A POPULAR TV actress and dancer who traced her roots back to York, has died.

Actress Una Stubbs, known for her roles in TV shows like Worzel Gummidge, Till Death Us Do Part, Sherlock and EastEnders, has died at the age of 84.

Stubbs found fame in the 1960s, appearing in films like Sir Cliff Richard's Summer Holiday, and remained one of the UK's best-loved screen stars.

Her agent said she died at her home in Edinburgh surrounded by her family.

Back in 2013 the star discovered her York links while making Who Do You Think You Are?, which was screened last night.

Thanks to archivists in York, the then 76-year-old old discovered grandparents she never knew and a unsual link with the Rowntree factory.

Before she started on her quest, the actress said: “I have no idea about my past.

“What is so strange is that we knew nothing about my father’s family. He never introduced us to his parents.
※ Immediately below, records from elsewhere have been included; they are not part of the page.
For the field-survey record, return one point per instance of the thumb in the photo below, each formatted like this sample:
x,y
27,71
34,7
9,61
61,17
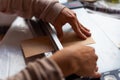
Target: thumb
x,y
59,32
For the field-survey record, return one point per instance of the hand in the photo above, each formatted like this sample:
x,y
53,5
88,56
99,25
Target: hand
x,y
77,59
68,16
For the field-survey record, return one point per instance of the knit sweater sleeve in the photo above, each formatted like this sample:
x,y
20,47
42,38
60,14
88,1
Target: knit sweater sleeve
x,y
46,10
44,69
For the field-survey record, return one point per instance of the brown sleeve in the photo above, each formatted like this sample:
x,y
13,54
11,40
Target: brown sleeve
x,y
46,10
44,69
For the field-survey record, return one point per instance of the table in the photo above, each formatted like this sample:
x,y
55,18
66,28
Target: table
x,y
11,63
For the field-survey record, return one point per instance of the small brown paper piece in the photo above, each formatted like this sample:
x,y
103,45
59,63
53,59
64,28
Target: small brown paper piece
x,y
71,38
37,46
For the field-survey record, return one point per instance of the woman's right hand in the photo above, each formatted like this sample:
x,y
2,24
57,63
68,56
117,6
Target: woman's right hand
x,y
77,59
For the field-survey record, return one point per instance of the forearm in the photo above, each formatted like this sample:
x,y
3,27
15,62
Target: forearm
x,y
46,10
44,69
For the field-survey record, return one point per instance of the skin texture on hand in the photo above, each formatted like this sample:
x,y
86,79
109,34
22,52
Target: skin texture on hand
x,y
77,59
68,16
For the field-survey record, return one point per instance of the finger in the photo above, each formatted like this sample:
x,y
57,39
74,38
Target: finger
x,y
77,29
59,32
84,30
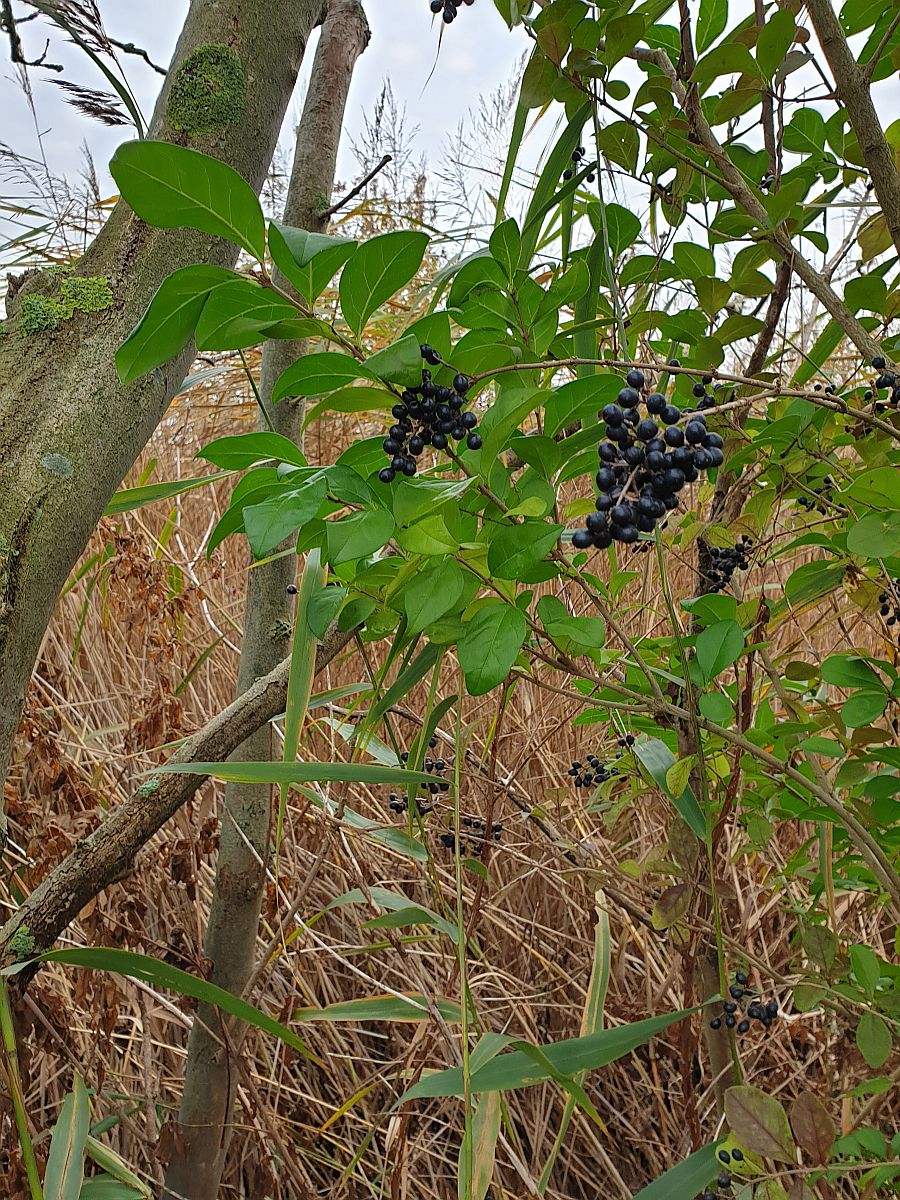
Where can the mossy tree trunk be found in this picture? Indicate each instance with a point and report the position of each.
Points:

I don’t even know their names, that’s strange.

“We never met them, never saw, he never brought them...”

Archivists from York helped Una discover her family’s past in The Groves area of York.

They found her grandmother Annie once lived in the York workhouse and discovered that Una’s grandfather, Arthur, worked at the Rowntree factory 30 years before Una became the face of Rowntrees Dairy Box in the 1950s.

The programme followed Una as she discovered her grandmother, Annie Robinson, gave birth to an illegitimate son in the Huntington Road workhouse in 1903.

At the time she was using the name Annie Horsfall, after the family that had informally adopted her, as she too was born illegitimate.

On her mother’s side, Una, who lives in London, found that her great-grandfather was Sir Ebenezer Howard, who founded the new towns of Letchworth and Welwyn Garden City Filming for the show took place last November, using documents from more than 150 years ago, and the discoveries were kept secret until now.